The question is why? And, what does this say about the level of scientific discourse in New Zealand?

Let us take an example. Currently, we are spending hundreds of millions of dollars in maintaining our managed isolation system. Is this worthwhile?

The risk is that if we do not do this, then people with Covid-19 may enter the country and this may lead to new infections and the possibility of community transmission. But this is a probabilistic event and one needs to ask: how high is the chance this will happen? What happens if instead we asked people to self-isolate, engage in good hygiene, wear masks in confined spaces and backed this up by contact tracing?

Allowing for self-isolation will, of course, make it more likely that Covid-19 may spread but how high is that risk? What is the associated cost of doing this? How does this balance against the cost of maintaining the elaborate and expensive managed isolation system and the massive cost of keeping our borders closed, resulting in hobbling a bunch of key industries?

Could we re-direct some of the managed isolation money to building new hospitals, or buying ventilators or bolstering ICUs?

It seems to me that there are two feasible answers to this question. One is to say that the government has looked at these trade-offs carefully and has decided that on balance, the current elimination strategy makes sense. But, as far as I know, no such analysis has been conducted or if done, results have not been made public.

Another option might be to say that no such analysis has been carried out but the government is in the process of undertaking such an exercise in order to inform future policy making. This is the substance of the Ministry of Health response.

What does not seem to be a feasible response is to immediately start suggesting that anyone who dares to ask questions is living in an alternative reality.

Questioning established orthodoxy is the way science and society progress. There are legitimate questions that are being asked by scientists all over the world as we grapple with the best way to deal with the pandemic.

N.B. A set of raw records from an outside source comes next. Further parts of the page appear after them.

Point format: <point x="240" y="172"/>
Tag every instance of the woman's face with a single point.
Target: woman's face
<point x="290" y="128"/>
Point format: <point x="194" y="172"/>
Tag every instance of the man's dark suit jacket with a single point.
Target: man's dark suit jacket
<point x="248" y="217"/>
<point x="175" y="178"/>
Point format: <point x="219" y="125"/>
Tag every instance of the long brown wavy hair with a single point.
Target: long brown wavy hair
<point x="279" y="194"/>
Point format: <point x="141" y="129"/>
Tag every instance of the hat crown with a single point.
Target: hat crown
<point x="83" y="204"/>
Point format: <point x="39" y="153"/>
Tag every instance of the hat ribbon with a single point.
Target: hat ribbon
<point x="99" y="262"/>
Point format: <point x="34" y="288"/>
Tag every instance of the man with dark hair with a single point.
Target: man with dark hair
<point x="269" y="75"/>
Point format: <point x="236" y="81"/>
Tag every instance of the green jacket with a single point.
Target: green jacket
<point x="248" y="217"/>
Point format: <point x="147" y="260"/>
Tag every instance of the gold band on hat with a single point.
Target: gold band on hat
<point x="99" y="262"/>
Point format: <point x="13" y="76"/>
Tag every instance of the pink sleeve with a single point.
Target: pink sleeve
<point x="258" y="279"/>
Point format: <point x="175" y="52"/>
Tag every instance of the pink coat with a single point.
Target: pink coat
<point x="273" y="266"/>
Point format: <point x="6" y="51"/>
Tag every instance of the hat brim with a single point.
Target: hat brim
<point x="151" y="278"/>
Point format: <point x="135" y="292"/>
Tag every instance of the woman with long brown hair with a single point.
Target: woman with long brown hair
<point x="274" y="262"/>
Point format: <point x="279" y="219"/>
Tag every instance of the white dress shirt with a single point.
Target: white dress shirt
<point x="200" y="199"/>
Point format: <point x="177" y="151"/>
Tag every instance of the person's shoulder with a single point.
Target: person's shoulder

It seems that there exists a group of scientists in New Zealand who believe that questioning the wisdom of our elected representatives is tantamount to heresy. This group seems unaware of the limits of their expertise. The Covid-19 pandemic in not merely an epidemiological crisis: it is an economic, moral, social and philosophical crisis, where in the end elected political leaders are making decisions based on their own values and ideologies that go far beyond the scientific issues concerned.

Scientists should be wary of taking on the role of guardians of the prevailing political orthodoxy; political winds change often and unpredictably. The principle of scientific inquiry should not be subject to such political winds. This is a sad state of affairs that does not speak highly of the level of scientific discourse in New Zealand.